In an unsettled, ever-changing world, acquiring alternative residency or citizenship is a wise decision and an insurance policy for the future. This market sentiment continues to drive the demand side of the investment migration industry around the world, notably in north and southeast Asia.
THE POWER OF A SECOND PASSPORT
Visa-free travel has historically been a core motivation compelling many wealthy Asian individuals and their families to seek second or alternative citizenship. This is a continuing trend, particularly in Asia, where aside from Japan, Malaysia, South Korea and Singapore, the general ease of travel allowed by Asia-domiciled passports is relatively poor.
The 2018 edition of the Henley Passport Index provides a ranking of all the passports of the world according to the number of destinations their holders can travel to visa-free. The ranking is based on exclusive data from the International Air Transport Association, which maintains the world’s largest and most comprehensive database of travel information and is enhanced by extensive in-house research.
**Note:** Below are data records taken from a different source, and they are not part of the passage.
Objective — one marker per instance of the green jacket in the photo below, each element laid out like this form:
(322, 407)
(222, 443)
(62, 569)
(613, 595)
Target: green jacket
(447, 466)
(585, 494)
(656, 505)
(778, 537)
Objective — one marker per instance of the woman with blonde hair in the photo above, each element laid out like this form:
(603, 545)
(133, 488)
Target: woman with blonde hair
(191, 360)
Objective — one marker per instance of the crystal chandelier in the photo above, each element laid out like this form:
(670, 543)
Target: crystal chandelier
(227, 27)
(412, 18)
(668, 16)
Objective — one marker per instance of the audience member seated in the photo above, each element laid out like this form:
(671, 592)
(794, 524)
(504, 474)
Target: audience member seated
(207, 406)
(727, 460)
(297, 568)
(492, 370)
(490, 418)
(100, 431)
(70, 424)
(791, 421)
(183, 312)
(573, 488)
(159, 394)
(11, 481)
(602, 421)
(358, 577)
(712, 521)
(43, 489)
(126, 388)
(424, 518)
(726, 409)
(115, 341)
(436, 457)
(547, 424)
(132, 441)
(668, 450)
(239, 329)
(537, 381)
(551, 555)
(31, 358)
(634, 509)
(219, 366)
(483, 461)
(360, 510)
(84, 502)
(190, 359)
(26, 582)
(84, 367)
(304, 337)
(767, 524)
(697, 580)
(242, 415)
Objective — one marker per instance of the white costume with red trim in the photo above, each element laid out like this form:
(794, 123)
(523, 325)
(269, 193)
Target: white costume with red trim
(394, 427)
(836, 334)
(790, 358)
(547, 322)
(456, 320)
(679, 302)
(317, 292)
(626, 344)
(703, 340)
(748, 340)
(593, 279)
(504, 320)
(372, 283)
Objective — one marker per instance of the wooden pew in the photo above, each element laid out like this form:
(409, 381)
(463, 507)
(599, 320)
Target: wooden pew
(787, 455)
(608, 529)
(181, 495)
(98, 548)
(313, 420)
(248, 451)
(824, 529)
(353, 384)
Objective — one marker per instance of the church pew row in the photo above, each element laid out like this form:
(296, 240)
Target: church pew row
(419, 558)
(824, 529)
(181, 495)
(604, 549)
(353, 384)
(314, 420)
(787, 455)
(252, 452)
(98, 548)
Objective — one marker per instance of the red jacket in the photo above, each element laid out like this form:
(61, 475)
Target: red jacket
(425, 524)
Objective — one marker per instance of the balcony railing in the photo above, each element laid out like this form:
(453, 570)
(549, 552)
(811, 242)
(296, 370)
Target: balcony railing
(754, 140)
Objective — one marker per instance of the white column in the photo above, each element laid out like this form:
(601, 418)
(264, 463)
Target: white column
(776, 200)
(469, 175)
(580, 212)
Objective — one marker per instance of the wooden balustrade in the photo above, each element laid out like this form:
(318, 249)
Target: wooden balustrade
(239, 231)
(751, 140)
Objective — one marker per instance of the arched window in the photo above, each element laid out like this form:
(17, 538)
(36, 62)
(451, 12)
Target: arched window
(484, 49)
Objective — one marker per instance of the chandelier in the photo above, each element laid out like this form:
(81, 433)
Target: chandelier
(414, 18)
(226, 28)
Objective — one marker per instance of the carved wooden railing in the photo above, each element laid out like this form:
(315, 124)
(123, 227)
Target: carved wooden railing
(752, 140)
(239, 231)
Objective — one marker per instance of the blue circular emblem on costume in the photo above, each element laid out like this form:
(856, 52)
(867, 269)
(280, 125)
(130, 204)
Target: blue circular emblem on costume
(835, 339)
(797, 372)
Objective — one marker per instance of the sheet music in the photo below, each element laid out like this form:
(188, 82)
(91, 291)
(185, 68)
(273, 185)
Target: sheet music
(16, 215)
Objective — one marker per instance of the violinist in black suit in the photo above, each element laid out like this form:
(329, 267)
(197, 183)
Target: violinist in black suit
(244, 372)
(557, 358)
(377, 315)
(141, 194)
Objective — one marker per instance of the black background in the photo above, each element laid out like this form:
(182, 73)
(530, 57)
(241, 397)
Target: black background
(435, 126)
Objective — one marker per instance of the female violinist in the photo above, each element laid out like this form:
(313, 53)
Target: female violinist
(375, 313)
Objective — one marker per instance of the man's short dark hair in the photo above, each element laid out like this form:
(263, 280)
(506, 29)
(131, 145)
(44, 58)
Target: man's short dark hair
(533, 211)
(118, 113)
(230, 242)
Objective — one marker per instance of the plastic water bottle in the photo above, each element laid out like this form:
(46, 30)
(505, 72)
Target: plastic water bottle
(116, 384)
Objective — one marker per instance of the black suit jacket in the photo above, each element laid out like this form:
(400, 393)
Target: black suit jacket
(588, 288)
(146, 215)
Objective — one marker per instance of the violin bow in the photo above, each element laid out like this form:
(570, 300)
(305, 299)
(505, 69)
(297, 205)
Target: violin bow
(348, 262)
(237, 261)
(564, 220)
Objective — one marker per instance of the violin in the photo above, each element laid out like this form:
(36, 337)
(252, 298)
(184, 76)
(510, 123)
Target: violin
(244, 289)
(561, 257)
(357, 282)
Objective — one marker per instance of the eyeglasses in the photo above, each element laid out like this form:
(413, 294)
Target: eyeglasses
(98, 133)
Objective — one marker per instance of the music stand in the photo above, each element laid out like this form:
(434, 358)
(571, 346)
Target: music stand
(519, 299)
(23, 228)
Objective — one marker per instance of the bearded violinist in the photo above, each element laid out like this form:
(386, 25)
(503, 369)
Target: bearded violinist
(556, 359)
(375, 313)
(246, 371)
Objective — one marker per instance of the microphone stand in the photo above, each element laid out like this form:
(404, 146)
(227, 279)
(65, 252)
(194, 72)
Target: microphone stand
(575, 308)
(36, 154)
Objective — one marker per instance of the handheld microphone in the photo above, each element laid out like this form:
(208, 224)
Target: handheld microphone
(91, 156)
According to Henley’s latest data, Japan has the highest-ranking passport in 2018, with visa-free access to 189 destinations. Coming in second was a tie between Germany and Singapore, at 188 destinations. For Asia, South Korea’s passport remains strong, coming in third place (along with Finland, France, Italy, Spain and Sweden) at 187 visa-free destinations. Other key Asian countries, however, do not perform well. Thailand is ranked 64th with visa-free access to 76 destinations, Indonesia is 67th with 71 destinations, China is 68th with 70 destinations, the Philippines is 70th with 66 destinations, and Vietnam is 84th with 51 destinations.
Most countries in Southeast Asia have shown an improvement in their visa-free access in 2018 compared with the prior year. Indonesia was a very individual climber in the region, rising in the ranks by an impressive 12 positions over the past year. Thailand climbed three positions and the Philippines by five. Other countries that improved their ranks include Cambodia, Malaysia, Myanmar, and Timor-Leste.
WORLD ECONOMY IS GLOBALIZED
As the world economy is becoming increasingly globalized, the need for greater visa-free access is growing steadily. Across the economic spectrum, individuals want to transcend the constraints imposed on them by their country of origin, and access business and financial, career and lifestyle opportunities on a global scale. Today, a person of talent and means doesn’t need to limit his or her life and citizenship to only one country. Making an active decision regarding citizenship gives more personal freedom, privacy, and security.
On the supply side, there is only a limited number of countries that offer citizenship-by-investment programs, but this number has consistently increased over the years. Now, clients can potentially become citizens of Antigua and Barbuda, Cyprus, Grenada, Malta, or St. Kitts and Nevis to name a few, or they may follow a clear route to citizenship after a reasonable period of residence in countries such as Australia, Canada, Portugal, Singapore, the United Kingdom, or the United States.
Whether it’s residence- or citizenship-by-investment, whichever route is chosen at the outset, or later, there are immense additional benefits of safety and security for successful applicants and potentially for their families. Overall, having a second residence or citizenship is a valuable safeguard against the possibility of political or economic upheavals in one’s country of birth.
THE CITIZENSHIP AND RESIDENCE OPTIONS
The decision to apply for residence- or citizenship-by-investment cannot be taken lightly – it must be carefully considered and professionally managed. Those interested in applying should seek expert advice and assistance in identifying the best solution for themselves and their families, given their unique personal circumstances and future objectives. This includes conducting an in-depth analysis of the various options available followed by advising on the appropriate course of action and then guiding clients through what is often a very complex process.
Residence-by-investment is the less complicated option, while citizenship-by-investment is, understandably, the choice that involves more rigorous processes. While Europe is generally the preferred location for clients from countries in Asia who seek alternative citizenship, due to its social and legal infrastructure and excellent security, it comes at a higher price than the Caribbean, which offers an appealing – and less expensive – alternative for citizenship-by-investment.
For those solely seeking visa-free travel, it is generally advisable to opt for one of the Caribbean programs, while those with family relocation or retirement in a different country in mind should look more towards Europe.
In Europe, the three key destinations for citizenship are Austria, Malta, and Cyprus due to their combination of regulatory accessibility, cost, and the reasonable demands placed on applicants. In the Caribbean, Grenada is currently in high demand due to its attractive and unique benefits, including the fact that Grenada has an E-2 treaty with the U.S. and visa-free access to China.
Wealthy individuals are more cosmopolitan and transnational today than ever before, with roots, networks, assets, properties, and even citizenship spanning multiple countries. In many ways, global connectivity has become an indispensable feature of wealth creation and wealth preservation, and its value will only grow as regional volatility and instability increase.